What can I do?

standard August 4, 2012 Leave a response

I met up with my aunt Ravani recently, and we spent the day catching up on family news, what’s been going on in each other’s lives and a little of this and that.

Mostly, we spoke of the past. My father died when I was 5, and speaking of him was a taboo in my family, and my mother passed away nearly 4 years ago.

We talked about my memories of my father dying, shared laughs over my mother’s quirks, such as her obsession with chocolate-covered jelly rings (I actually believe these are the same ones she used to buy, the box looks familiar enough), and other such things.
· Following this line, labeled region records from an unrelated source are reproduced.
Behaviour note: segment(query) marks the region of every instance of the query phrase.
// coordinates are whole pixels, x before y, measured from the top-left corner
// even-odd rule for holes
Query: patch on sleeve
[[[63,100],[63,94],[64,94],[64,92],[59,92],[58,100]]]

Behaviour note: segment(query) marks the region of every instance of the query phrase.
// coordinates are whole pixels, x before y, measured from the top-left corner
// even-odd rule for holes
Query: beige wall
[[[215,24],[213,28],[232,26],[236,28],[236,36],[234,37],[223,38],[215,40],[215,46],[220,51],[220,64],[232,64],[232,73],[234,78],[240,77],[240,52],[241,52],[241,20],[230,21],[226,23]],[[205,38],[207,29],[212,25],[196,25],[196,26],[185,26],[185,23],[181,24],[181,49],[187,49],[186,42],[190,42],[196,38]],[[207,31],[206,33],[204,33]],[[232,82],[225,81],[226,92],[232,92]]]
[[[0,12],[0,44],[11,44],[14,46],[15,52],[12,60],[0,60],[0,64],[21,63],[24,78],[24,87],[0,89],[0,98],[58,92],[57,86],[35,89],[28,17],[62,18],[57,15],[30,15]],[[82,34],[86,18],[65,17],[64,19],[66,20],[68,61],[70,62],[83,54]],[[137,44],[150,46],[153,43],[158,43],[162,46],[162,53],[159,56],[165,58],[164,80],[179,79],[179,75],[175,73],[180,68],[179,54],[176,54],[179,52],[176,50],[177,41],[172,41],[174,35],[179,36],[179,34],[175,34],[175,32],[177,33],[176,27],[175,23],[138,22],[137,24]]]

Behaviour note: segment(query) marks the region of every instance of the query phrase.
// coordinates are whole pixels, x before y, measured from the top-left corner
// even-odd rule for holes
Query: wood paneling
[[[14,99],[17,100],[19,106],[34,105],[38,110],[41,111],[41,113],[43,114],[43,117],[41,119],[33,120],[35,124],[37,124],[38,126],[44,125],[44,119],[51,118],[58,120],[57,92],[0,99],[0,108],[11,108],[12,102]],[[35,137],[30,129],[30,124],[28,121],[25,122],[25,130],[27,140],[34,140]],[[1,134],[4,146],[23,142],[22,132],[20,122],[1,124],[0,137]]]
One thing she said about my mother really stuck with me. She related the tale of how she called my mother one day, just needing a shoulder to cry on, and my mother listened and told her that she didn’t know what to say or do, but that’s all my aunt needed – someone to listen, someone who wouldn’t give advice.
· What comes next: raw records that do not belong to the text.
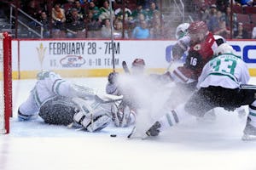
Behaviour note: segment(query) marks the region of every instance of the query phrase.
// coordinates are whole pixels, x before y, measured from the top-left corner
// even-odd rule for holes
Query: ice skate
[[[216,114],[214,110],[207,112],[202,117],[196,117],[196,121],[200,122],[213,122],[216,120]]]
[[[247,125],[243,130],[242,140],[256,140],[256,127],[250,124],[251,119],[248,117]]]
I like to think I do a pretty good job listening to people, but I know I can be better. Instead of offering suggestions, I should just step back and go, “What can I do?”

Sometimes all a person needs is a shoulder to cry on, or an ear to vent to. A sounding board, so to speak. We have the thoughts and decisions in our mind, but we just need to work it out for ourselves, and verbalizing that to someone, a friend, a sibling, a stranger, can help us reach that decision.

These thoughts and words aren’t particularly profound or original, but I think they are something we can, and should, follow. We are too quick to form an opinion based off a casual conversation, or too willing to offer advice when someone just needs a friend.

I miss my mother, my friend. We weren’t always close growing up, but we became closer once I became an adult and lived a little (a lot). I knew I could tell her just about anything, she wouldn’t always approve, but she trusted me to live my life how I saw fit. If I made mistakes, I learned from them.